Alicerçada no pretenso novo processo de contratação de docentes (uma vez que o ministro reafirmou que este não passará para as autarquias), a meu ver, esta “luta” deverá focar-se nos problemas de base que afetam sobremaneira os professores, e que, de forma reiterada, tenho vindo a expor, considerando a urgência de serem expressos na agenda de trabalhos das reuniões de negociações futuras:
- “6 anos, 6 meses e 23 dias” foi o slogan que alguns sindicalistas, durante anos, ostentaram na lapela, num sinal claro de reivindicação pelo tempo retirado aos professores. Ora, ao deixar de o fazer, veiculam a intenção de dar o assunto por encerrado; erro crasso de quem tem obrigação de continuar a introduzir este assunto no topo da agenda de trabalho;
- o atual modelo de avaliação de desempenho dos docentes e diretores é um processo fraturante, perturbador da paz e da estabilidade que deve vigorar nas escolas, por ser injusto e discricionário, inadequado e aberrante, levando à instalação de suspeições e de um mal-estar generalizado, afirmando-se um constrangimento deveras preocupante para os professores, confrontados com barreiras fantasiosas, fabricadas exclusivamente para impedir a progressão aos 5.º e 7.º escalões da carreira e, assim, a possibilidade de atingir o escalão máximo (10.º);
- a baixa remuneração auferida pelos professores impõe atualização, tendo em conta a responsabilidade e a exigência que a profissão acarreta, facto a que acresce, ano após ano, a diminuição do respetivo poder de compra;
- a ausência de apoios para os professores colocados a dezenas/centenas de quilómetros das suas habitações, quer no que respeita à deslocação, quer no tocante à estadia, contrariamente ao que acontece (e muito bem) com outros funcionários públicos;
- a incomensurável carga burocrática que envolve o trabalho docente e que arrasa com a energia e o horário destes profissionais, desviando o foco da ação do professor de quem deve ser a sua prioridade: os alunos. Para além do elevado número de discentes e turmas atribuídos a alguns professores, estes sentem dificuldade em conciliar a sua vida profissional e familiar atendendo ao exorbitante número de horas que despendem semanalmente (incluindo fins-de-semana) e à quantidade imensa de TPC (trabalhos para casa) que carregam diariamente para suas casas.

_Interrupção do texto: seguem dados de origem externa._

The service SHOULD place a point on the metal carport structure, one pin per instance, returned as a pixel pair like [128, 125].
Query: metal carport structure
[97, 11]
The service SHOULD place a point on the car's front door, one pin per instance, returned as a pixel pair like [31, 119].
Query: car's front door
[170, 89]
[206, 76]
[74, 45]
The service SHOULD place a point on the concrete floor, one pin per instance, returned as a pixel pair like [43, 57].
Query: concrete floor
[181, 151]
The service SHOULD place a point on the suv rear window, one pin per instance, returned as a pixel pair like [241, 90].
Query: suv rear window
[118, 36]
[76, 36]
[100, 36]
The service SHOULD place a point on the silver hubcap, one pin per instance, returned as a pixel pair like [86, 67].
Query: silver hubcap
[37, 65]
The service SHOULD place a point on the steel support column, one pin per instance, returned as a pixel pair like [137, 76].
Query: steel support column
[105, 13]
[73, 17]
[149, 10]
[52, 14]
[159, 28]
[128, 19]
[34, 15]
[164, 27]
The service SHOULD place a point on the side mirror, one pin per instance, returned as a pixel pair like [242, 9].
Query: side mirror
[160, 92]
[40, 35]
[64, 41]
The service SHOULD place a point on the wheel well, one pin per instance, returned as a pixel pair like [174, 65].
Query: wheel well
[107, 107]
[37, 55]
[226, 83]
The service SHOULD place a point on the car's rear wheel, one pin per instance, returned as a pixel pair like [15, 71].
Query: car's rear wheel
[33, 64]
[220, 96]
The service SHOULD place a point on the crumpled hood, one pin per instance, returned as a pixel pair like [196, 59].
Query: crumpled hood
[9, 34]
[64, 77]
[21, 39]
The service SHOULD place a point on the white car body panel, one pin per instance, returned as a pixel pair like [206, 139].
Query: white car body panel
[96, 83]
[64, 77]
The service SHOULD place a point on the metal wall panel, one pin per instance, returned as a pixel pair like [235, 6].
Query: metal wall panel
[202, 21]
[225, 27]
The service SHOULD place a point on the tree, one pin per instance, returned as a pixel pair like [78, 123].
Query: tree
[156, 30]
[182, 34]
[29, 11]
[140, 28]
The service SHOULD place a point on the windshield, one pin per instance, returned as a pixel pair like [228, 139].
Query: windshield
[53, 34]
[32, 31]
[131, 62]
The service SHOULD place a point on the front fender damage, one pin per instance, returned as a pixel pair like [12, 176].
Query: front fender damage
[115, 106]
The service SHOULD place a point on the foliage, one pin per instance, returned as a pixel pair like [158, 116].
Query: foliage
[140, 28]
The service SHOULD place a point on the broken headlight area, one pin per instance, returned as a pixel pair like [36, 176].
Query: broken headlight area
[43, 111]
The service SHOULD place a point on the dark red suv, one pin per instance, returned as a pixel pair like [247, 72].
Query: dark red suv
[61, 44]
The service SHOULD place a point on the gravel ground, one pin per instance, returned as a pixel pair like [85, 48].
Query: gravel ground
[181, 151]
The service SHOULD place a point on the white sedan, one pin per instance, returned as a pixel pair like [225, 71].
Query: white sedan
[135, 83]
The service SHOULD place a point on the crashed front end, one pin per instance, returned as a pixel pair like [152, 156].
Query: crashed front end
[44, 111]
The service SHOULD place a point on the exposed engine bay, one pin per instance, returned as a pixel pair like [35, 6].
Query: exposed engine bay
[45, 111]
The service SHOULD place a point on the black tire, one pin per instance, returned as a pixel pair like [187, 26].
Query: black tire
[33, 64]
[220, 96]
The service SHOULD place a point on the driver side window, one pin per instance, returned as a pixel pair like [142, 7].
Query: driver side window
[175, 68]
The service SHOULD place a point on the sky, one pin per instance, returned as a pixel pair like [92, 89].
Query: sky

Faço votos para que prevaleçam o bom senso e a vontade férrea que permitam à tutela e aos sindicatos o regresso à mesa das negociações, no mais curto espaço de tempo possível, empenhados em lavrar um pacto para a Educação que, outrora, se pedia que existisse entre os governos e os principais partidos da oposição, mas que neste momento é imprescindível ser estabelecido entre as entidades em confronto. Aconselho a necessária presença do Ministério das Finanças, sem o aval do qual se afigura impossível chegar aos consensos almejados, percebendo-se que a presente demanda passa pela tomada de medidas que valorizem e dignifiquem a carreira docente, respondendo afirmativamente às reivindicações dos professores, mas, igualmente, realizando um maior investimento nos recursos humanos das escolas e na Escola Pública, algo que aquele ministério, independentemente da cor governamental, tem desprezado de forma categórica.
Haverá humildade suficiente, de parte a parte, para repensar um futuro melhor para Portugal?
Professor; diretor
‘Caderno de Apontamentos’ é uma coluna que discute temas relacionados com a Educação, através de um autor convidado.